Outlook For Inflation and Growth
The Eurozone finds itself in the midst of a declining economic period, and all signs point to this trend persisting in the foreseeable future. Several factors contribute to this sluggishness, chief among them being the weakening demand for European exports and the challenging financing conditions faced by businesses. These dynamics are taking a toll, notably over the manufacturing and service sectors, where growth has stagnated.
The ECB has made downward revisions to its inflation projections, specifically excluding energy and food prices. In 2023, the average inflation rate is expected to be 5.1%, followed by 2.9% in 2024 and 2.2% in 2025. This adjustment can be attributed to a combination of factors, primarily the tightening of financing conditions, which is partly reflective of the ECB's own policy measures and the subdued economic outlook plays a crucial role in shaping these inflation expectations.
In the face of persistent inflation concerns, although inflation is on a declining trajectory, there is a prevailing expectation that it will remain elevated for an extended period. The ECB is committed to promptly realign inflation with its medium-term target of 2%, and they raised interest rates by 25 basis points during their September meeting. From my perspective, the ECB's interest rates have now reached levels that, if maintained over a considerable period, will significantly contribute to a timely return of inflation to the medium-term target
Monetary Policy
In order to understand the decisions that the ECB has taken, it is crucial to understand both sides of monetary policy transmission. On one side, we have the impact of monetary policy in banking and financial markets. We can notice that this transmission is almost done following the significant decrease in demand for credit. Due to the ECB’s policies, the financial conditions of the banking sector have tightened. ECB has been reducing the TLTRO from €2.1 trillion to €500 million, and it is expected to be close to 0 by 2024. To reach price stability, it is important to reduce the liquidity introduced by the ECB in recent years.

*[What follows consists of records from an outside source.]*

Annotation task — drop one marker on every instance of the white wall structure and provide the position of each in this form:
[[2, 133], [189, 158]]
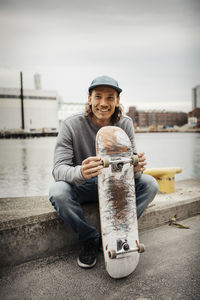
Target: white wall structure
[[40, 109], [67, 109], [196, 97]]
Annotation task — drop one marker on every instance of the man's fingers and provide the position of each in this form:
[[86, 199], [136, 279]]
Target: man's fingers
[[88, 171], [91, 159]]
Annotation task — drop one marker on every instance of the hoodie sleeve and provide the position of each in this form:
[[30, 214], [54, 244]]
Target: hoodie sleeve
[[64, 169]]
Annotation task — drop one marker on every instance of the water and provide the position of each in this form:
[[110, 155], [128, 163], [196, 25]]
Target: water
[[26, 165]]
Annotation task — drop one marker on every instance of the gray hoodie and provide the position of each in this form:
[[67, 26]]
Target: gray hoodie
[[76, 142]]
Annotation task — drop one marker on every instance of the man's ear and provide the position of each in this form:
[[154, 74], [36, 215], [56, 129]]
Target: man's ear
[[89, 99], [118, 100]]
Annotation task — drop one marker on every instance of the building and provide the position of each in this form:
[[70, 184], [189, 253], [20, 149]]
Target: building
[[40, 109], [196, 97], [194, 117], [156, 118], [67, 109]]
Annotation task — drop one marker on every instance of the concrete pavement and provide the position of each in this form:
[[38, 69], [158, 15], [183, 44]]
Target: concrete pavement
[[169, 269], [29, 227]]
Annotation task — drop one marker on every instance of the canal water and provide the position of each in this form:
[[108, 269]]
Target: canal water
[[26, 165]]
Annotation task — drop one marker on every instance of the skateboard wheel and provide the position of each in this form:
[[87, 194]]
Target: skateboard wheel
[[141, 248], [112, 254], [126, 246], [106, 163], [135, 160]]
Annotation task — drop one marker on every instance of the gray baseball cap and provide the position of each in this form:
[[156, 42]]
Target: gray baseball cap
[[105, 80]]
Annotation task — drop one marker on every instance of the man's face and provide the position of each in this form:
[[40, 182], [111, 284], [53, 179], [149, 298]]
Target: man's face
[[103, 100]]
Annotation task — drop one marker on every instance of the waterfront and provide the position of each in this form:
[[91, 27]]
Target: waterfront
[[26, 165]]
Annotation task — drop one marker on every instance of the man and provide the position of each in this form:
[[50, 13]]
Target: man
[[76, 165]]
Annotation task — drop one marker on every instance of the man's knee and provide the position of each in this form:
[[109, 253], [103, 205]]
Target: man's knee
[[60, 192], [147, 184]]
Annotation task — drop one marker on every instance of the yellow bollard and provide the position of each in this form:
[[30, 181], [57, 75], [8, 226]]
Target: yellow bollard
[[165, 178]]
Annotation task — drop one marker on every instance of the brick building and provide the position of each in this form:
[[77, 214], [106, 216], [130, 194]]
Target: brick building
[[156, 118]]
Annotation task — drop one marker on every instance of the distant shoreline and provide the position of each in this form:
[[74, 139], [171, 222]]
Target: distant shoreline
[[26, 134]]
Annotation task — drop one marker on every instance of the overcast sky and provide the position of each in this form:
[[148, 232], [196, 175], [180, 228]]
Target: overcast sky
[[151, 47]]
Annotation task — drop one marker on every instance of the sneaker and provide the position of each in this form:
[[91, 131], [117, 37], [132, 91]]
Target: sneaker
[[88, 254]]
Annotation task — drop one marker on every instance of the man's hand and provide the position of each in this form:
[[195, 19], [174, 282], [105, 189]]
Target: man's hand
[[140, 167], [91, 167]]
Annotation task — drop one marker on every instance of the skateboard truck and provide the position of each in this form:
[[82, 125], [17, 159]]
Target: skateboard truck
[[133, 160], [125, 249]]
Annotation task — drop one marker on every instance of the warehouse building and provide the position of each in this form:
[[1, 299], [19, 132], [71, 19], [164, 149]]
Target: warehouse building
[[39, 109]]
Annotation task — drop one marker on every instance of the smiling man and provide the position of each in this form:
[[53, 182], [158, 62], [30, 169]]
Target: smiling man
[[76, 165]]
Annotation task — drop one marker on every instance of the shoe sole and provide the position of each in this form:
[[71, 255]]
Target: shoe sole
[[82, 265]]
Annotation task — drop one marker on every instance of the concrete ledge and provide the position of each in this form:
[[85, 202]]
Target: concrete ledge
[[29, 227]]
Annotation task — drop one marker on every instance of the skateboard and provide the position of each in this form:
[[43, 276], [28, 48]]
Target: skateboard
[[117, 205]]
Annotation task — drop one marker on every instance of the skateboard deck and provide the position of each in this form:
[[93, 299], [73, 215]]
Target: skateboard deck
[[117, 205]]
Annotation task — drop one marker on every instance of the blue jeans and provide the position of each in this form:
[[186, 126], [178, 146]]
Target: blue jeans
[[67, 200]]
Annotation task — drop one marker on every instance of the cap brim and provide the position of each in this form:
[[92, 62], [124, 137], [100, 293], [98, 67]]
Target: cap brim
[[114, 87]]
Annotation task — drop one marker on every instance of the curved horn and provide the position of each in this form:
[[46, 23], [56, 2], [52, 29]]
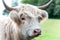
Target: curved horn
[[7, 7], [45, 6]]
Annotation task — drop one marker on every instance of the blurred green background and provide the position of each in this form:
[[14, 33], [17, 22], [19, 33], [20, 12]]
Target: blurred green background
[[50, 28]]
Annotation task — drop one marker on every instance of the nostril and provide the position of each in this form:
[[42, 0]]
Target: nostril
[[37, 31]]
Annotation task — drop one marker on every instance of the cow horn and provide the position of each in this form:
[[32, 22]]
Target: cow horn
[[45, 6], [7, 7]]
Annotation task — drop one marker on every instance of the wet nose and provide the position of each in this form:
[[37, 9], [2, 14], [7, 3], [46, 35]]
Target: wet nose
[[37, 32]]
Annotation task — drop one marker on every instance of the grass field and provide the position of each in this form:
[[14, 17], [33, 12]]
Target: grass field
[[50, 30]]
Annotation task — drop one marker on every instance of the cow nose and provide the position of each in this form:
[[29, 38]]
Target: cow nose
[[37, 32]]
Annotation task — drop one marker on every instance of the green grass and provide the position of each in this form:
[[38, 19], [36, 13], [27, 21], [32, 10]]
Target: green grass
[[50, 30]]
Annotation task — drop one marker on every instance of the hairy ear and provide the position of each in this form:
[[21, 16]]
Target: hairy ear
[[43, 16], [14, 16]]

”Starting to talk about rate cuts now is premature. Still, I think the last stretch is going to be more difficult. We are on our way towards 2%, but we must monitor that very closely” - Luis De Guindos, ECB Vice-President.
On the other hand, we have the uncertain effect of contractionary policy in the real economy. Even though economic activity has slowed down, additional factors may have contributed to it, like the increment in oil prices or a weaker euro.

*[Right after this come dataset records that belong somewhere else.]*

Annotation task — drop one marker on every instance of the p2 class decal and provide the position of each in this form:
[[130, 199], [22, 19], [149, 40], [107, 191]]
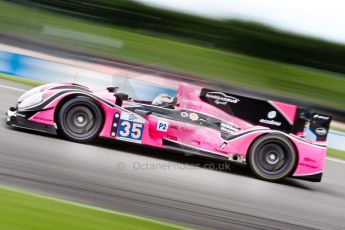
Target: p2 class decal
[[255, 111], [130, 127]]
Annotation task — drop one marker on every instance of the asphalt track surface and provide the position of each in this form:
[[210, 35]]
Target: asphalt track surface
[[164, 185]]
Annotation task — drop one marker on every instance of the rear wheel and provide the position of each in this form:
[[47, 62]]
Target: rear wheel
[[80, 120], [272, 157]]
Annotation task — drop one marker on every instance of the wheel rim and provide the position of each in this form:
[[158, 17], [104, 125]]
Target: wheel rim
[[80, 120], [273, 158]]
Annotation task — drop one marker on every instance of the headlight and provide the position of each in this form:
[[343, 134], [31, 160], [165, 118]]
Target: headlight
[[29, 93], [31, 101]]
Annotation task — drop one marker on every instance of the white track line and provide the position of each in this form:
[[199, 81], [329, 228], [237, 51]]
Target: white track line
[[335, 160], [12, 88]]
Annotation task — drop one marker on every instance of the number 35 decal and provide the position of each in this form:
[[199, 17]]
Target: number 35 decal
[[130, 130]]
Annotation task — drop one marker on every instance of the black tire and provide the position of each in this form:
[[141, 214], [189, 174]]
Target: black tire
[[272, 157], [80, 120]]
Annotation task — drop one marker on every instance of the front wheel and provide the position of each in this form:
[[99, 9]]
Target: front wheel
[[80, 119], [272, 157]]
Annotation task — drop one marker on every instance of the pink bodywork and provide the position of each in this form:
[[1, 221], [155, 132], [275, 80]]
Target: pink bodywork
[[311, 155]]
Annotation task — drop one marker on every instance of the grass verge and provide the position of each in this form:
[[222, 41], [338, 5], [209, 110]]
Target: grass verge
[[23, 210], [289, 80], [336, 153]]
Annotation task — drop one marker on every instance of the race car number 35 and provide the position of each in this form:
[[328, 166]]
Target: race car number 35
[[130, 128]]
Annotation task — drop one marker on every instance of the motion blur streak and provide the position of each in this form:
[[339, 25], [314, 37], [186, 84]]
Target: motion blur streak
[[107, 175]]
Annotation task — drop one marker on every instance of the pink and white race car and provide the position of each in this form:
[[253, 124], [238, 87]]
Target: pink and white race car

Despite some remaining uncertainties concerning the transmission of the ECB's contractionary monetary policies, the institution remains firm in its data-driven approach. Given the challenging macroeconomic environment, this approach is designed to ensure that these policies have the intended effect on financing conditions, the real economy, and inflation. As an attempt to bridge knowledge gaps and assist policymakers, the ECB has established a policy framework that can withstand the complexity and unpredictability of the current economic landscape. Their future decisions are based on three primary criteria: the inflation outlook, the underlying inflation dynamics, and the strength of monetary policy transmission.

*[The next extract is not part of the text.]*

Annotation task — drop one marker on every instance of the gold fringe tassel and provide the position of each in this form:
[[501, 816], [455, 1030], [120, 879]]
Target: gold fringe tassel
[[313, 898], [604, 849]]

It is essential to emphasize that historical data-based assessments should always be complemented with analyses of the current economic and financial circumstances. History has demonstrated that unexpected events such as geopolitical tensions or pandemics can radically alter the macroeconomic landscape over the long term. As the Eurozone navigates these challenging economic waters, the ECB's strategies and policies play a crucial role in shaping the region's economic future.